By substituting all of the parameters into Equation (30), we can obtain the relationship between the normalized yield strength ${\sigma }_y/{\sigma }_r$ and the applied average strain rate $\dot{\epsilon }$ at room temperature. Liu’s [12] model and the current model are shown in Figure 8, which are represented by black and purple lines, respectively. Comparing the two lines, we can see that the critical strain rate, when considering the changes in the fracture angle with strain rate, is larger than the constant fracture angle. The fracture angles of Zr_52.5Cu_17.9Ni_14.6Al₁₀Ti₅ [14] and Zr_50.7Cu₂₈Ni₉Al_12.3 [20] are considered to be 43° and 42°–43°, respectively, and remain constant with the strain rate. Therefore, their results are more consistent with Liu’s model [12]. However, the results of the present study and Zr₅₅ Cu₃₀Al₁₀Ni₅ [13,18] indicate that the fracture angle of the two alloys increases with an increase in the strain rate. In addition, Zr_64.13Cu_15.75Ni_10.12Al₁₀ [11] showed a small part of fractured sample with an inconsistent fracture angle, which means the fracture surface of the bigger part is similar to that of Zr₅₅Cu₃₀Al₁₀Ni₅ [13]. In other words, for those amorphous alloys in which the fracture angle changes with the strain rate, the current model is more consistent with the experimental results of present work and Zr_64.13Cu_15.75Ni_10.12Al₁₀ [11,15], as shown in Figure 8.

The model indicates that the yield strength remains constant when the strain rate is not exceeded by the critical strain rate.
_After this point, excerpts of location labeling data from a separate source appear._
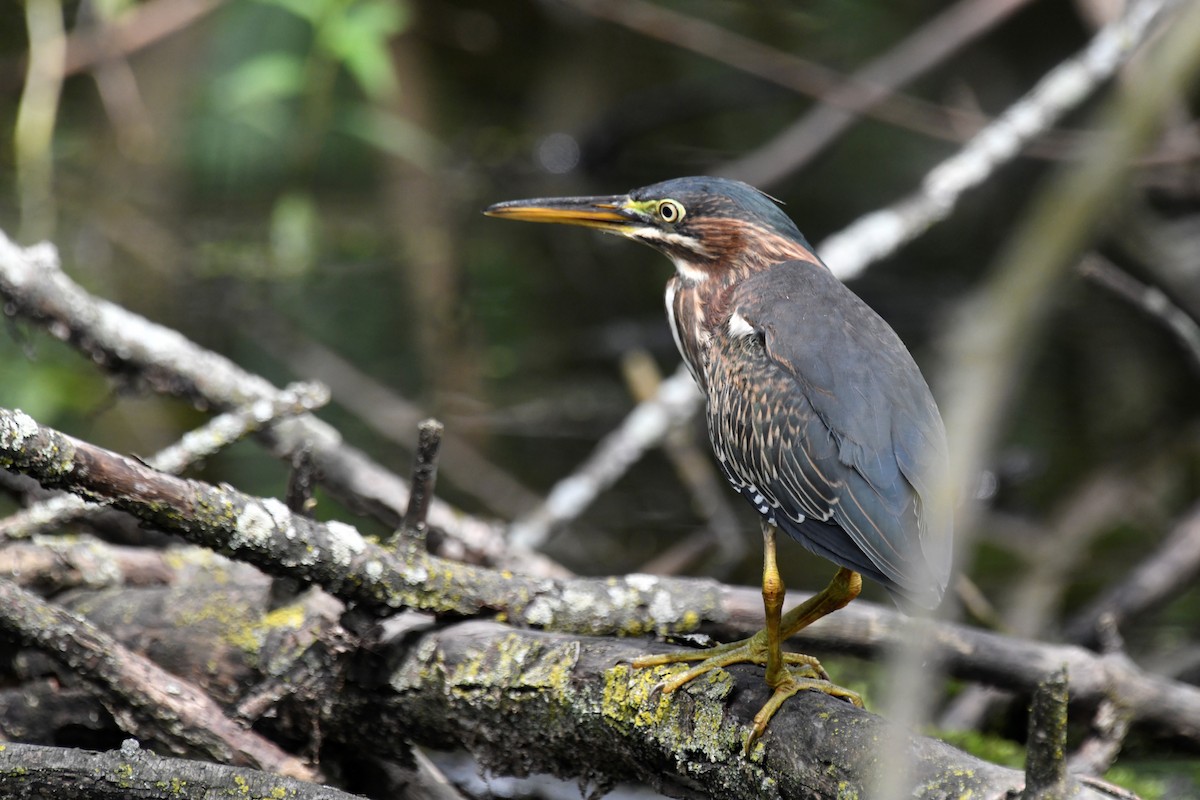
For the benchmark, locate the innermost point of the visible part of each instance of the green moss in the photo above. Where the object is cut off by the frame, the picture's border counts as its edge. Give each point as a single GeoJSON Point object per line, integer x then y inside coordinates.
{"type": "Point", "coordinates": [996, 750]}
{"type": "Point", "coordinates": [124, 774]}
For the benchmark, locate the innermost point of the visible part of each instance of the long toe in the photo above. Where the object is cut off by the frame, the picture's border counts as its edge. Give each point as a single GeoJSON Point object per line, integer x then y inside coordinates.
{"type": "Point", "coordinates": [787, 687]}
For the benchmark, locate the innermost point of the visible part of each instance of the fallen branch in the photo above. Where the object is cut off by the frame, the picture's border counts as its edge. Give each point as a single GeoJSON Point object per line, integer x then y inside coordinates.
{"type": "Point", "coordinates": [335, 557]}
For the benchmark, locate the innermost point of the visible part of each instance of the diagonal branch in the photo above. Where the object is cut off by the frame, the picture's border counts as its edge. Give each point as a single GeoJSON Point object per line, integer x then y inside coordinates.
{"type": "Point", "coordinates": [337, 558]}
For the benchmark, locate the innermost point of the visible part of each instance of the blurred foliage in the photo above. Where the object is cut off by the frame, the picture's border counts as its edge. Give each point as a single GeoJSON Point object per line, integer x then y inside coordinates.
{"type": "Point", "coordinates": [280, 172]}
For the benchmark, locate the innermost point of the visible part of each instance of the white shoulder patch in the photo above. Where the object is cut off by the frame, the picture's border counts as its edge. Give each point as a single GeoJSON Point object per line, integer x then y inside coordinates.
{"type": "Point", "coordinates": [739, 326]}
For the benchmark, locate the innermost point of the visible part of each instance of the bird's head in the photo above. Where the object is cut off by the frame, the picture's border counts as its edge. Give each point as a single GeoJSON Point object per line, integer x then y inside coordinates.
{"type": "Point", "coordinates": [705, 224]}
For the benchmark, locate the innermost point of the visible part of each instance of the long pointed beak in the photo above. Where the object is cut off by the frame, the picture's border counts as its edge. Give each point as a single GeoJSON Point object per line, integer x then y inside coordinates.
{"type": "Point", "coordinates": [610, 214]}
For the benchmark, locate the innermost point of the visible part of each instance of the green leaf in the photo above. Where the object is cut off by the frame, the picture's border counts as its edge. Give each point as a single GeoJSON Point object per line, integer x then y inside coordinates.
{"type": "Point", "coordinates": [359, 37]}
{"type": "Point", "coordinates": [265, 78]}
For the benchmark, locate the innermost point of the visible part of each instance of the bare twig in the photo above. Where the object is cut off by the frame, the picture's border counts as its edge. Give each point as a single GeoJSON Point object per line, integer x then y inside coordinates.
{"type": "Point", "coordinates": [990, 337]}
{"type": "Point", "coordinates": [33, 770]}
{"type": "Point", "coordinates": [425, 476]}
{"type": "Point", "coordinates": [36, 114]}
{"type": "Point", "coordinates": [882, 232]}
{"type": "Point", "coordinates": [1150, 299]}
{"type": "Point", "coordinates": [697, 474]}
{"type": "Point", "coordinates": [1167, 571]}
{"type": "Point", "coordinates": [339, 559]}
{"type": "Point", "coordinates": [933, 43]}
{"type": "Point", "coordinates": [389, 414]}
{"type": "Point", "coordinates": [1045, 763]}
{"type": "Point", "coordinates": [147, 699]}
{"type": "Point", "coordinates": [216, 434]}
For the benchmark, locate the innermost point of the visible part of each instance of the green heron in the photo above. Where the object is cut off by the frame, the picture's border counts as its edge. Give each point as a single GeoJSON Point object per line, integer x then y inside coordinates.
{"type": "Point", "coordinates": [816, 411]}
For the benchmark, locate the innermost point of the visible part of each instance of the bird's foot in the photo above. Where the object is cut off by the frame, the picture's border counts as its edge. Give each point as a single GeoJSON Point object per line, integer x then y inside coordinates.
{"type": "Point", "coordinates": [799, 673]}
{"type": "Point", "coordinates": [790, 685]}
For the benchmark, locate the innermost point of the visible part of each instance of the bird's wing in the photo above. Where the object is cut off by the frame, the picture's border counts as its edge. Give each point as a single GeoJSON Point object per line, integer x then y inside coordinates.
{"type": "Point", "coordinates": [849, 390]}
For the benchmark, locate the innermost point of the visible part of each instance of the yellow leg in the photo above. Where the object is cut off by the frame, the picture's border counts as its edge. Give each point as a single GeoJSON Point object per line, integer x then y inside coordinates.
{"type": "Point", "coordinates": [787, 673]}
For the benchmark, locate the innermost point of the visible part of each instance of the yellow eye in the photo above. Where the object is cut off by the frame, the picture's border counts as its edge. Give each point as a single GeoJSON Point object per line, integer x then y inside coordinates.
{"type": "Point", "coordinates": [670, 211]}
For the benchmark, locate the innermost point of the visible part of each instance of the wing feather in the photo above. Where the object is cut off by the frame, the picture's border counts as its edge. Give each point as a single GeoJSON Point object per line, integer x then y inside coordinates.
{"type": "Point", "coordinates": [843, 431]}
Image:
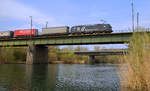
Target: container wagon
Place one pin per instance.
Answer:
(55, 30)
(96, 28)
(6, 34)
(25, 32)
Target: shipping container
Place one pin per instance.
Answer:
(6, 33)
(55, 30)
(25, 32)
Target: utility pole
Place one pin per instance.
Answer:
(137, 21)
(31, 27)
(46, 24)
(132, 5)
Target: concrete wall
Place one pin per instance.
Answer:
(37, 54)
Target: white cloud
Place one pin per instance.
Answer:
(11, 9)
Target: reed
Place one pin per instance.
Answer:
(137, 76)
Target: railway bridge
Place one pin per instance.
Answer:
(38, 46)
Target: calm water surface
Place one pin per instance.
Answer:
(58, 77)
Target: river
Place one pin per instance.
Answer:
(59, 77)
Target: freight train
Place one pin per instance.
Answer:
(65, 30)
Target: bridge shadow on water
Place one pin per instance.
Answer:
(58, 77)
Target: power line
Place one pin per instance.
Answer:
(132, 5)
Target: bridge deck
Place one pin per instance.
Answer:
(114, 38)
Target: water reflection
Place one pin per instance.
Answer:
(60, 77)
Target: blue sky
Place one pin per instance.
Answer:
(14, 14)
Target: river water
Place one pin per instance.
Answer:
(59, 77)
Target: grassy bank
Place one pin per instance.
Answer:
(56, 55)
(137, 77)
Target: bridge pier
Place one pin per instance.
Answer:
(92, 59)
(37, 54)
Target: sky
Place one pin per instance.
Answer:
(14, 14)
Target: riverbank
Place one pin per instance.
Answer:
(138, 64)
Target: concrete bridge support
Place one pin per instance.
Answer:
(92, 59)
(37, 54)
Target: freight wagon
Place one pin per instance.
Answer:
(25, 32)
(55, 30)
(96, 28)
(6, 34)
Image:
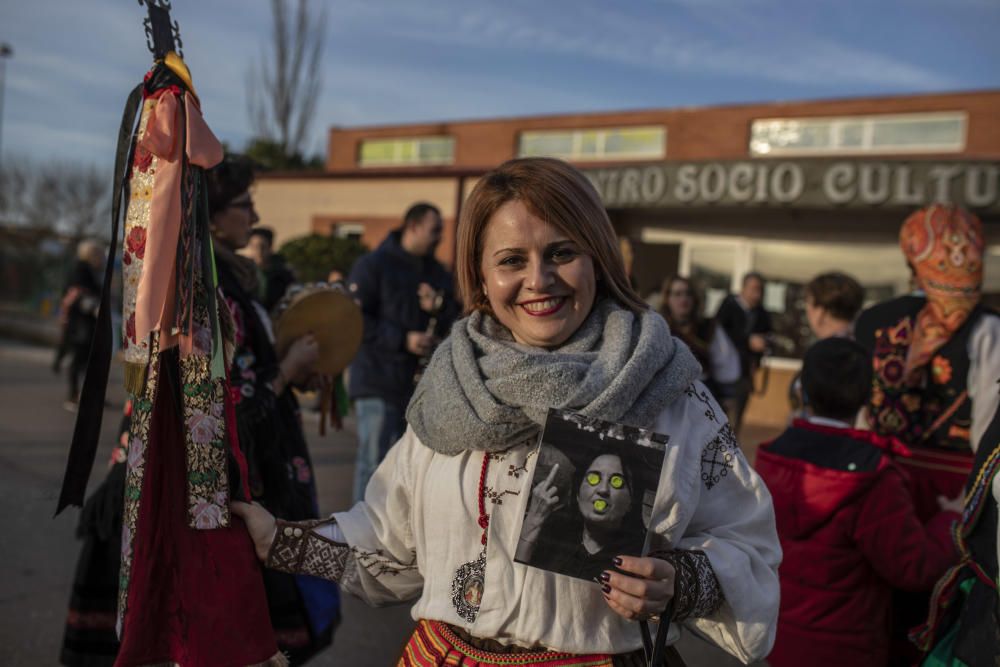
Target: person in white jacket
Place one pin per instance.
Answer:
(552, 322)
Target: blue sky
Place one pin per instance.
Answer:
(398, 61)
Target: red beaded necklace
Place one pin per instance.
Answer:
(484, 518)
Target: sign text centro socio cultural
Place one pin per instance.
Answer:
(801, 183)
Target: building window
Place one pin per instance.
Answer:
(904, 133)
(613, 143)
(407, 152)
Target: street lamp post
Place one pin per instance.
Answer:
(6, 51)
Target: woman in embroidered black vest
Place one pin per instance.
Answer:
(710, 344)
(552, 322)
(935, 355)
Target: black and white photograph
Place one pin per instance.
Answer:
(591, 494)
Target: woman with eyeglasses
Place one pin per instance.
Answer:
(269, 425)
(719, 359)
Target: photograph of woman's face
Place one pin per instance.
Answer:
(604, 497)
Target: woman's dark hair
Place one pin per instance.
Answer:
(418, 212)
(836, 378)
(560, 195)
(837, 293)
(668, 285)
(228, 180)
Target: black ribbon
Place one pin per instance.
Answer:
(87, 431)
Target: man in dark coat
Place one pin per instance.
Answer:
(275, 276)
(407, 300)
(80, 302)
(747, 324)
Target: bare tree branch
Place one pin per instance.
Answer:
(283, 88)
(65, 198)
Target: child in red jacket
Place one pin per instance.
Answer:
(846, 521)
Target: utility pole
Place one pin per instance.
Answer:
(6, 51)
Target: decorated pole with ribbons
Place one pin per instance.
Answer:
(190, 588)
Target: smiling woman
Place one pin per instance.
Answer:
(552, 323)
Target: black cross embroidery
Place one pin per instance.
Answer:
(716, 461)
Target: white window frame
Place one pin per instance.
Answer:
(836, 124)
(600, 155)
(398, 144)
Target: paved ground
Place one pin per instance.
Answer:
(39, 552)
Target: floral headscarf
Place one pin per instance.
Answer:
(944, 245)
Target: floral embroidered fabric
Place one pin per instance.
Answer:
(697, 593)
(298, 549)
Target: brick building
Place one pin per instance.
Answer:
(788, 189)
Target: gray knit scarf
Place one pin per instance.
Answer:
(483, 391)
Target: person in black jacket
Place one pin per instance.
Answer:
(407, 300)
(80, 302)
(272, 269)
(747, 324)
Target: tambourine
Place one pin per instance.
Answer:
(327, 311)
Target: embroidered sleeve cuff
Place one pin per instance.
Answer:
(697, 593)
(299, 548)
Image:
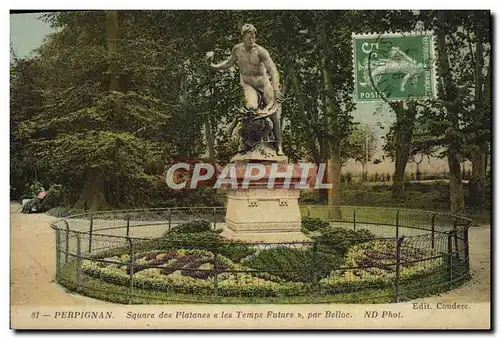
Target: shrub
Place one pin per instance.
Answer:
(235, 251)
(31, 189)
(193, 226)
(338, 239)
(292, 264)
(56, 196)
(310, 224)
For the present amorphous alloy, the critical strain rate is approximately 800–1000 s⁻¹, and the yield strength decreases severely when the strain rate exceeds the critical strain rate. Because the range of 10³–10⁴ s⁻¹ is extremely narrow, the yield strength decreases rapidly with the strain rate.

In the following, analyzing the Equation (30), when the strain rate is less than 1 s⁻¹, the temperature rise in Equation (21) is extremely small. This formula can be simplified into a linear relationship: $\frac{{\sigma }_y}{{\sigma }_r}\propto -lg\dot{\epsilon }$, although the slope is extremely small, and the yield strength decreases slowly with an increase in the strain rate. By contrast, when the strain rate is greater than 10³ s⁻¹, the temperature rise is extremely significant, and the left part remains mostly constant. Thus, the formula in Equation (30) can be simplified as a square relationship, $\frac{{\sigma }_y}{{\sigma }_r}\propto -{\dot{\epsilon }}^2$. Therefore, at a high strain rate, the yield strength decreases rapidly with an increase in the strain rate. For a compressive yield strength under quasi-static, medium, and high strain rates, the model is quite consistent with the experimental results.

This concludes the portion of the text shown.